Implementing Site Indicators

Implementing Site Indicators are used to assess the extent to which a new or existing intervention or approach matches the place where it is being implemented (the implementing site) along the following domains:

  • Fit
  • Capacity
  • Population need

The assessment specifies suggested conditions and requirements for a strong match to fit, capacity and need for the identified intervention or approach.




Programme Indicators (usability, supports, evidence)


The EIF provides ratings for the three programme indicators:

  • Usability – level of operationalisation of an intervention or approach including the extent to which core components have been identified and defined, the availability of a fidelity assessment, and guidance on acceptable modifications to enhance contextual fit.
  • Supports – documented level of available resources to support intervention implementation including resources to build staff competency and create organisational and systems changes to sustain service delivery
  • Evidence – documented level of effectiveness for interventions and approaches based on study design, number of studies, and population outcomes


Implementing Site Indicators (fit, capacity, population need)

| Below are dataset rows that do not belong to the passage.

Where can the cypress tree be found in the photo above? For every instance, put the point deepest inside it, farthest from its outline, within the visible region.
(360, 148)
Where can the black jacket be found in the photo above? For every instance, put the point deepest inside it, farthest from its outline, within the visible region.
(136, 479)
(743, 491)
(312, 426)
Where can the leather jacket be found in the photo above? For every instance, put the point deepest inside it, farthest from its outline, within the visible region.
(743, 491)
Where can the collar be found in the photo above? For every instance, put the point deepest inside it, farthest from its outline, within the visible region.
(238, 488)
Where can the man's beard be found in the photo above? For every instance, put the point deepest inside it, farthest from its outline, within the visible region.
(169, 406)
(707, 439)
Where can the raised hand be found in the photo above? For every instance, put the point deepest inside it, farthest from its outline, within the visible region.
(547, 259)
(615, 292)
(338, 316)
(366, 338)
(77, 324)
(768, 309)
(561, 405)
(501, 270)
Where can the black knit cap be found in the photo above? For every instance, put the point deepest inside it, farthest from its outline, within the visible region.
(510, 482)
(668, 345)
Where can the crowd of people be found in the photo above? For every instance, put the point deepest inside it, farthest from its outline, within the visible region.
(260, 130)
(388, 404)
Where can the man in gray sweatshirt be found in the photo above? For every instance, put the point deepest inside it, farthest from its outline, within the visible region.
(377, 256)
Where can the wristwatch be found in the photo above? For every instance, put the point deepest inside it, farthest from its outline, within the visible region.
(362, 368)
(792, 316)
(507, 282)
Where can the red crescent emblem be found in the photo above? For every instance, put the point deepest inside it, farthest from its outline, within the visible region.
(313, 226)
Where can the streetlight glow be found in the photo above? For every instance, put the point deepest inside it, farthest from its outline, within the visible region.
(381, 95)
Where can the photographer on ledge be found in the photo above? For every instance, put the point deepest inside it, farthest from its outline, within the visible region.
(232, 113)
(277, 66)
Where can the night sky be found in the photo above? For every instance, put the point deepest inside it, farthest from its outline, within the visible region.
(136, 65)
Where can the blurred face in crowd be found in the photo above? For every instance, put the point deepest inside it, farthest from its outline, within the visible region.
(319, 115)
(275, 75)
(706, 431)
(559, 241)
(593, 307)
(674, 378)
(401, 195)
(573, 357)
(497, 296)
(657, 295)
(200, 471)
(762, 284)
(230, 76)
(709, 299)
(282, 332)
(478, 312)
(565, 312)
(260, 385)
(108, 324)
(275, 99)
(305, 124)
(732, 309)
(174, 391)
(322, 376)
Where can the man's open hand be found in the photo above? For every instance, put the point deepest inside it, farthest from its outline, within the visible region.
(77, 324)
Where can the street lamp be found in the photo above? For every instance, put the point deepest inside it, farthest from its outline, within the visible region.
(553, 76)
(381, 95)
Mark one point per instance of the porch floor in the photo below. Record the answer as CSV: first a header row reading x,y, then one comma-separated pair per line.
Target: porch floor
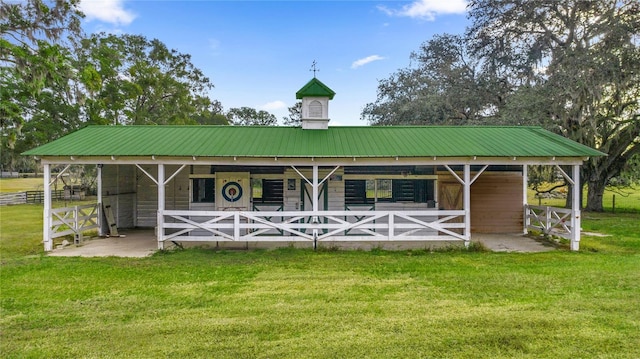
x,y
142,243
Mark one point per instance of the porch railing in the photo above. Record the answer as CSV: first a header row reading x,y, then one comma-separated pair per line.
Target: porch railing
x,y
73,220
549,220
327,226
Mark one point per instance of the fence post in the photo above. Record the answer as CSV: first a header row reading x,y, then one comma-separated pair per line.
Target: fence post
x,y
613,209
547,220
77,237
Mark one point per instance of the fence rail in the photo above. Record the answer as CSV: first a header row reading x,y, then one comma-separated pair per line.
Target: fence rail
x,y
549,220
291,226
73,220
30,197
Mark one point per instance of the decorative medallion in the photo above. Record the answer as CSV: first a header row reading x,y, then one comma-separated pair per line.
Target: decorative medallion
x,y
232,191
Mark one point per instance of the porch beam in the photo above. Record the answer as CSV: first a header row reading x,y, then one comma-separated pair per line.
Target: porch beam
x,y
467,204
99,198
329,175
51,181
314,187
161,195
525,200
454,174
478,174
565,175
575,209
149,175
46,228
301,175
174,174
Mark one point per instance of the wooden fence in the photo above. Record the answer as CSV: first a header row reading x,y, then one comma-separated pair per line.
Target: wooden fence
x,y
28,197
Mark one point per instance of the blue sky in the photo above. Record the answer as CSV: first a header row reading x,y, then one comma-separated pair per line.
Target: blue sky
x,y
259,53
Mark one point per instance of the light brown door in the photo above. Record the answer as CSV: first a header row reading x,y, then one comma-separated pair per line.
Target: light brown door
x,y
450,195
450,198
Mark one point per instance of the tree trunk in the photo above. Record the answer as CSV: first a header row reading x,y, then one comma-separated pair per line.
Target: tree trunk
x,y
595,193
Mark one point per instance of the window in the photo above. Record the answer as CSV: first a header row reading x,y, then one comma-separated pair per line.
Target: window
x,y
204,190
315,109
387,190
267,190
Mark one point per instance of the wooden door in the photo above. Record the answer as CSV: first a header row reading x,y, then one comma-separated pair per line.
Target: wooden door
x,y
450,195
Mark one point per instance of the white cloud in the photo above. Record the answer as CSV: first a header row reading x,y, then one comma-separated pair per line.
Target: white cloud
x,y
365,60
274,105
110,11
428,9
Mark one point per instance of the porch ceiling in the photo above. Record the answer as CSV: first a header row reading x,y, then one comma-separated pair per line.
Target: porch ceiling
x,y
293,142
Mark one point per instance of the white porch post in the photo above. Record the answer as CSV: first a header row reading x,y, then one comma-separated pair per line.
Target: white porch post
x,y
525,200
467,204
315,204
46,214
99,198
575,209
315,191
161,195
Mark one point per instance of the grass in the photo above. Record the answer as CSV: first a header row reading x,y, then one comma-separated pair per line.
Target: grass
x,y
295,303
20,184
626,199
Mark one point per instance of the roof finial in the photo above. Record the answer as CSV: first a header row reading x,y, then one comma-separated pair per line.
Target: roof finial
x,y
314,69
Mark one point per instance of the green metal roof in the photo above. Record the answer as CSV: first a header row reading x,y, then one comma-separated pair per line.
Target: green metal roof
x,y
315,88
249,141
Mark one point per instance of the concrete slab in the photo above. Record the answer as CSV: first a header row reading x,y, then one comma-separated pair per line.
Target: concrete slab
x,y
142,243
135,243
510,242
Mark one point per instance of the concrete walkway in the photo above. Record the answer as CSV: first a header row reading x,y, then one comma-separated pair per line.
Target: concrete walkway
x,y
135,243
511,243
142,243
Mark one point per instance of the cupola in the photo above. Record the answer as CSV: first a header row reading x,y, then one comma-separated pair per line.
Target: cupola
x,y
315,98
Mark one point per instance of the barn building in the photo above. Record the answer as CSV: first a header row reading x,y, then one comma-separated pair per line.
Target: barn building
x,y
314,183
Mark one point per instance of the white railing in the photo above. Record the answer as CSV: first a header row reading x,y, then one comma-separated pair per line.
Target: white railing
x,y
13,198
73,220
549,220
327,226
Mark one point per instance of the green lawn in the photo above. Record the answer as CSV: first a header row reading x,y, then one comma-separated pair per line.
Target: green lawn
x,y
626,199
20,184
299,303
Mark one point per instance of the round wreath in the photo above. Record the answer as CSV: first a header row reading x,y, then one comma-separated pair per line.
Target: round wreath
x,y
232,191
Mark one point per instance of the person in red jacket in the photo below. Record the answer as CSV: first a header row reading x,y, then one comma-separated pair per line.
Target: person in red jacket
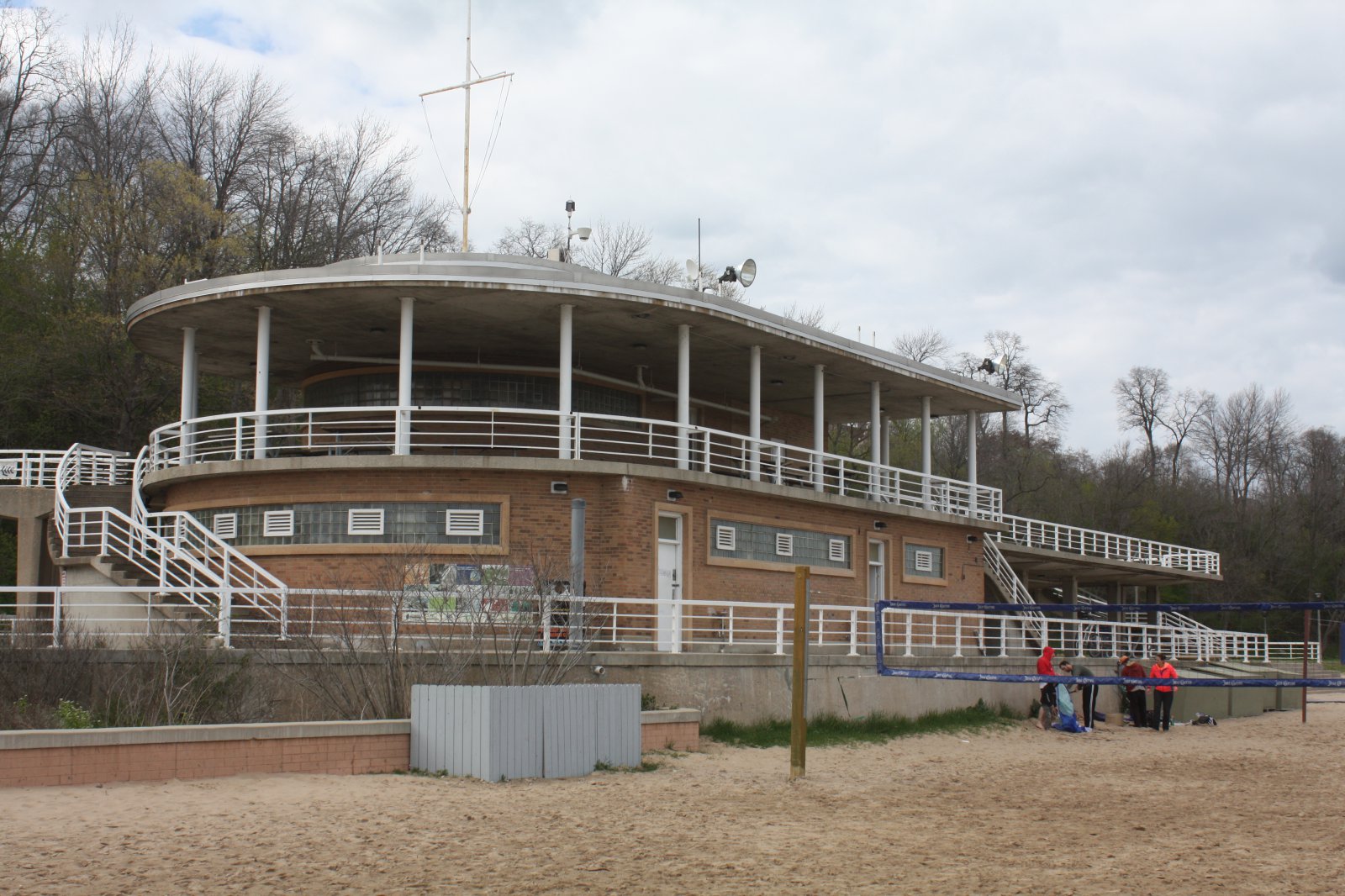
x,y
1163,693
1048,690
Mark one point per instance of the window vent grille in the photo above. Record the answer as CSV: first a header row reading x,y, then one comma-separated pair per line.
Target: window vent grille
x,y
225,526
277,524
365,522
464,522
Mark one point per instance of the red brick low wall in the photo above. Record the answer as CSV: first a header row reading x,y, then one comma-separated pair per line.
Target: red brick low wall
x,y
107,755
676,730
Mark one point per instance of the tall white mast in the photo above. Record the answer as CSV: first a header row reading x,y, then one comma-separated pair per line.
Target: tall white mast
x,y
467,120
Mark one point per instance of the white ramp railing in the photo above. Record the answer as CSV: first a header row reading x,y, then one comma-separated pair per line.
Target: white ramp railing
x,y
108,532
1089,542
232,568
627,623
1002,575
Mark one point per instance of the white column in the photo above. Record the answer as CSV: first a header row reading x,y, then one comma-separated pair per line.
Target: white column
x,y
262,387
755,417
926,450
874,437
565,373
404,378
188,393
683,396
820,425
972,447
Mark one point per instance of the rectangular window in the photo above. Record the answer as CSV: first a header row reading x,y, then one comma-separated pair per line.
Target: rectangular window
x,y
365,522
225,526
923,562
464,522
277,524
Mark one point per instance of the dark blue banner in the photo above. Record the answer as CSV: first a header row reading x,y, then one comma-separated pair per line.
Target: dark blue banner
x,y
1105,609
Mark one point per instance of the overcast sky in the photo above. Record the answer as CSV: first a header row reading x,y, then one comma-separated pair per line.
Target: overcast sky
x,y
1121,183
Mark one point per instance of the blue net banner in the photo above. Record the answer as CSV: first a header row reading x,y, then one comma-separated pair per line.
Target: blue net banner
x,y
1110,680
1106,609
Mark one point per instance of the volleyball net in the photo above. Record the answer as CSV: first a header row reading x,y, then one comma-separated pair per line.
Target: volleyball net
x,y
1006,611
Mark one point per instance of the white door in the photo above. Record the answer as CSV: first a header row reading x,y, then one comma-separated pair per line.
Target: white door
x,y
670,582
878,572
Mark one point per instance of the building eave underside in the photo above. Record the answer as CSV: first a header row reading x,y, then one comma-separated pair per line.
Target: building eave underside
x,y
484,309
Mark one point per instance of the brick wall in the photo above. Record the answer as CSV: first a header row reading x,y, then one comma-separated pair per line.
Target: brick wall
x,y
108,755
33,759
620,530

The EI Framework provides information for service providers to consider for the three Implementing Site Indicators. Service providers can rate the fit of the potential intervention or practice with their unique context for the following:

  • Fit – whether the intervention or approach fits with the priorities of the implementing site; community values; and other existing services and initiatives
  • Capacity – the extent to which the implementing site has the capacity necessary, including qualified staff, financial supports, technology supports, and administrative supports required to implement and sustain the intervention with integrity
  • Population Need– whether the implementing site has sufficiently documented the need of the population they serve and the intervention or approach under consideration demonstrates meeting the needs of the population through rigorous research with a comparable population


It is recommended that a stakeholder group is involved in rating the three Implementing Site Indicators, and in making decisions about implementation of an intervention. Using the Hexagon Tool should be a collaborative process involving individuals with diverse perspectives (e.g. families, practitioners, leaders, community partners). A diverse team is an effective structure for completing the assessment, allowing for a broad range of viewpoints and additional engagement from other stakeholder groups, when other viewpoints are necessary. This process allows for a well-informed decision to be made about the use and/or adaptation of an intervention or approach.  As part of the decision-making process, teams should seek a shared understanding of the issues so that consensus can be reached when scoring each of the domains.

Intervention Review Process

To produce and rate the collection of interventions contained in the EI Framework, a multi-step method was followed:

  • Intervention summaries were completed based on available research findings in peer-reviewed publications and grey literature and interviews with intervention developers.
  • Summaries were developed which include descriptions of both programme indicators and implementing site indicators.
  • Programme developers reviewed the intervention summaries and offered comment.
  • Reviewers scored the three programme indicators based on the intervention summaries.
  • All programme indicators were scored by two independent coders.
  • Differences in scores were reconciled by a review team.
  • Practitioner perspectives on scores were gained through surveys for a sample of interventions.
  • Scores and descriptions were revised where required based on practitioners’ input.